The National Insurance Board
As was reported in the local media recently, the National Insurance Board (NIB) is increasing its review of the contribution accounts of delinquent employers and self-employed persons in order to ensure compliance with the National Insurance Act (the Act).
The Act, which was passed into law in 1972, requires that all persons gainfully employed in The Bahamas – i.e., who are engaged in work and receive remuneration in respect of such work – must either pay contributions in to National Insurance (in the case of self-employed persons) or have contributions paid on their behalf (as is the case with employed persons). Such contributions provide for workers, in a way that no other entity or programme does, a reliable and sure safety net both for themselves and their dependents during specified times when income is lost.
As administrators of the National Insurance Act, NIB has an obligation to ensure compliance with the provisions of the legislation, so as to ensure that no worker is without this social protection. The Board takes very seriously this duty, and its efforts in this regard extend even to and on behalf of those who would willfully and intentionally fail to comply.
While NIB considers prosecution for non-compliance a last resort, there has been an increase in legal proceedings within the last several months – largely a result of our increased efforts to ensure that contributions are paid into NIB on time. The increased charges primarily include failure to pay contributions, and failure to produce employment records as requested by The National Insurance Board. Legal action is commenced only when all efforts to resolve the outstanding contributions directly with the employer have failed. In addition, action is only brought when the Board’s Inspectors confirm, through their local intelligence, that there is employment activity.

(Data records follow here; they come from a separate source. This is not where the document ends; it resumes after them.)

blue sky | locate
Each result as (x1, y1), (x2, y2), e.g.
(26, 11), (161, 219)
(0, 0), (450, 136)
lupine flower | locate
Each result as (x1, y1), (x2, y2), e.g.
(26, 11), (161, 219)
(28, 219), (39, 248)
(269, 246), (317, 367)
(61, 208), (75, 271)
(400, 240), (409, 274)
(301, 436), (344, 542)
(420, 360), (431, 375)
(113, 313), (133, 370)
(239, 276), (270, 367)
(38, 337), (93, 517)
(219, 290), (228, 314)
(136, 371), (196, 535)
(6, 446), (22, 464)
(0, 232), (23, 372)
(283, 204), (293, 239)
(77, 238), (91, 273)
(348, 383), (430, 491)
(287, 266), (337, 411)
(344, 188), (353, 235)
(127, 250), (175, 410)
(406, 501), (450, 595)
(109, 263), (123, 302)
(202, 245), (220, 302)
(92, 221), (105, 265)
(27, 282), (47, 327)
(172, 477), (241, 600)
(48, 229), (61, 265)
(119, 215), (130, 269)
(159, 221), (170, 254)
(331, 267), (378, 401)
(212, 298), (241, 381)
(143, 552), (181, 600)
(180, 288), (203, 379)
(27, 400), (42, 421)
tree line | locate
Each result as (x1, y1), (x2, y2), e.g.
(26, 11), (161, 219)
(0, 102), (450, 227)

In the case of fishermen and farmers in the Family Islands, NIB’s officers are very sensitive in the discharge of their duties. Before beginning legal action against anyone – employer or self-employed person – the Board, through its Inspectors, makes a series of documented attempts to secure compliance. Cases are then only advanced after a thorough investigation is conducted and there is confirmation that the persons were, indeed, gainfully employed or have employment activities. NIB has Inspectors and/or managers resident in the Family Islands and these stewards understand the local economies and use a sensitive and commonsense approach when recommending prosecution. If a fisherman or farmer is unemployed, or not gainfully employed, and provides confirmation of this to NIB, the required adjustments are made and no further action will be taken.
Studies confirm that a significant number of self-employed persons do not pay contributions, and a large number of employers are paying late or not at all. This is a serious state of affairs – one that has the potential to adversely impact the future of the National Insurance Scheme. As we have previously stated, the National Insurance Scheme is solvent and strong – however, there are specific recommendations that have been made by the Board’s Actuary. One of these is the improvement of our collection efficiency throughout The Bahamas; if we continue business-as-usual, i.e., we do not improve our collection efficiency, the National Insurance Scheme will be challenged around 2032.
The National Insurance Board encourages all employers and self-employed persons throughout The Bahamas to visit their nearest NIB Local Office to resolve their arrears and/or continue to pay contributions on time. Legal action will only be pursued if businesses/self-employed persons fail to cooperate and/or fail to enter into a binding Installment Agreement with NIB.